• ‘We must push back’ on idea that world can do without oil
• Transition will be slower, more costly than forecasts: CEO
A growing body of research is painting a bearish picture for oil beyond the next 20 years as more environmentally friendly vehicles hit roads across the globe. Rapid adoption of electric vehicles could mean oil demand peaks by the 2030s, according to Bank of America and BP Plc, a prospect that’s likely to worry institutional investors in the energy industry.
But Nasser criticized “irrational hopes of rapid switching” and said electric vehicles won’t deliver quick and cheap reductions in carbon emissions until the power that fuels them is clean. Future transportation will not be a matter of “either/or” between internal combustion engines or electric vehicles, he said, pointing to alternatives that include hydrogen-fueled cars and plug-in hybrids.
The challenges for large-scale use of transportation alternatives are affordability and infrastructure, he said. Observers are glossing over the difficulty governments will have subsidizing huge fleets of electric vehicles, according to Nasser.
He called on the industry to expand exploration, push to offset natural declines in producing fields and spend more than $20 trillion dollars in the next 25 years to meet rising demand.
“Battery electric vehicles will grow and have a welcome role to play in global mobility.
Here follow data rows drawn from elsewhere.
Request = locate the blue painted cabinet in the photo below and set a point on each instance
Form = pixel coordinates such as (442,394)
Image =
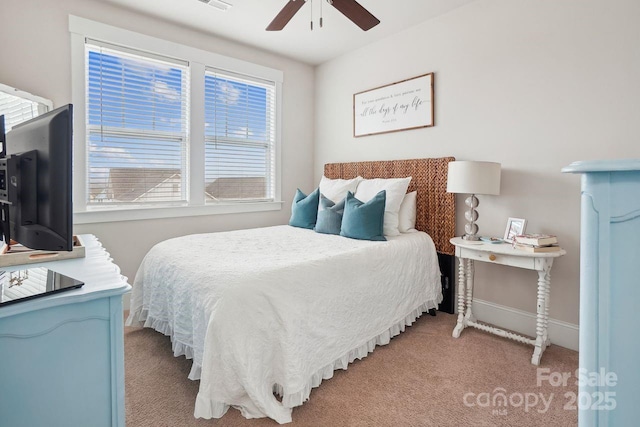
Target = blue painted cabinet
(609,376)
(62,356)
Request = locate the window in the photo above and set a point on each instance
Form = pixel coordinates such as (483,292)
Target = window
(169,127)
(137,111)
(239,137)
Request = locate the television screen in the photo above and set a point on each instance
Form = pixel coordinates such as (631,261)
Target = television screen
(36,180)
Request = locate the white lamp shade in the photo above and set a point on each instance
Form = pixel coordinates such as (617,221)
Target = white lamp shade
(473,177)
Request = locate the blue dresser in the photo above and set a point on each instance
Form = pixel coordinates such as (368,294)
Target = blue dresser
(609,380)
(62,356)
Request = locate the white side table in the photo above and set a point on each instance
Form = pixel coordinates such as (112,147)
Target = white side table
(504,254)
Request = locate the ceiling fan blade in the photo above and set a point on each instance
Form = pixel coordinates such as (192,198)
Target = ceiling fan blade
(285,15)
(356,13)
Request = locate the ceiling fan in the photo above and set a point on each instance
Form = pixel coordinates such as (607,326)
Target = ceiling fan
(349,8)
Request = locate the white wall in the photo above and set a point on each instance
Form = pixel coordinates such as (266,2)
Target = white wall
(534,85)
(36,58)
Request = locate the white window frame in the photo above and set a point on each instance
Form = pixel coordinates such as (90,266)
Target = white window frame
(82,29)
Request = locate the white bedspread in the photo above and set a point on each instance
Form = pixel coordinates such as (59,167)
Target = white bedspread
(279,308)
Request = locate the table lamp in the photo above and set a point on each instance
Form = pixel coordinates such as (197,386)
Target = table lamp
(473,178)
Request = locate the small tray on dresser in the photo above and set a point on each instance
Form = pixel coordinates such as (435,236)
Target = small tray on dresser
(19,255)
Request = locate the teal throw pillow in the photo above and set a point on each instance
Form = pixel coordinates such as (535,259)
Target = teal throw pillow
(329,216)
(364,221)
(304,209)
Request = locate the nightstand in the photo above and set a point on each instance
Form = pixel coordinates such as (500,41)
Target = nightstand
(468,252)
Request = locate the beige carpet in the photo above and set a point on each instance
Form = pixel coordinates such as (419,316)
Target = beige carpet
(422,378)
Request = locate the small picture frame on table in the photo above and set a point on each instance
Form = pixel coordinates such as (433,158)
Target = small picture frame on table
(515,226)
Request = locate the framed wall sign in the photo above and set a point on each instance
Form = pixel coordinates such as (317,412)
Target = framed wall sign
(403,105)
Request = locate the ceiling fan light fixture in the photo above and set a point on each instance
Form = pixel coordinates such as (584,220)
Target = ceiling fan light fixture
(218,4)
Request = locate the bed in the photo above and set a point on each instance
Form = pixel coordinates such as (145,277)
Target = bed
(267,314)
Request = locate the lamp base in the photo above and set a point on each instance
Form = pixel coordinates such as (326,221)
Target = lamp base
(471,215)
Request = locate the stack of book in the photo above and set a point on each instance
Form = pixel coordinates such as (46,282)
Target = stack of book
(536,243)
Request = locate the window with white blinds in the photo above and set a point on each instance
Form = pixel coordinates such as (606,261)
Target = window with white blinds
(17,109)
(137,127)
(239,137)
(168,130)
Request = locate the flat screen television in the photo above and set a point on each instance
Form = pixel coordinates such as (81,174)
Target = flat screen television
(35,181)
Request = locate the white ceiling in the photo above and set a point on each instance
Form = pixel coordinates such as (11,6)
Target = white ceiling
(246,21)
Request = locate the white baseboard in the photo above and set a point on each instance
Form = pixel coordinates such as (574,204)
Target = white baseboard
(560,333)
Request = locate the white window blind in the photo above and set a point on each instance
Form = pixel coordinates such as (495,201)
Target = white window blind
(137,127)
(239,137)
(17,110)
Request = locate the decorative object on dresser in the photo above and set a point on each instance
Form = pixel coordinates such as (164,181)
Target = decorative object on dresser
(515,226)
(609,296)
(63,355)
(404,105)
(470,177)
(504,254)
(536,243)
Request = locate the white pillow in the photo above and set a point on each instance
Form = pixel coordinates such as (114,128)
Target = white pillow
(407,213)
(395,188)
(336,189)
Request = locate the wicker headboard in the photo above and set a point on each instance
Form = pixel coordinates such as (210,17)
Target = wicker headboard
(436,209)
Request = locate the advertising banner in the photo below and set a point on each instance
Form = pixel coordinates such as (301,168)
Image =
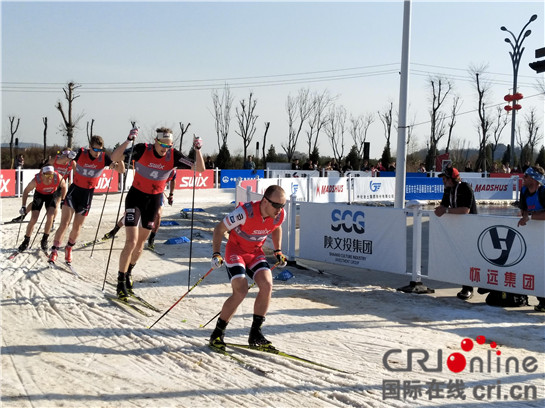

But given the competition and complexity of the transition, their impact on the 20 percent oil demand should not be exaggerated.”
He also pointed to the increased demand for oil outside of transportation, which makes up 20 percent of consumption, including its use in petrochemicals and air transport.
Nasser also said:
- Despite rising shale production forecasts, “we remain confident that market fundamentals are healthy.”
- Major oil producers are showing “exceptional” restraint on output and “there are multiple downside geopolitical risks to supply.”
- Even with recent financial market volatility, “the broad-based recovery in the global economy remains on track.”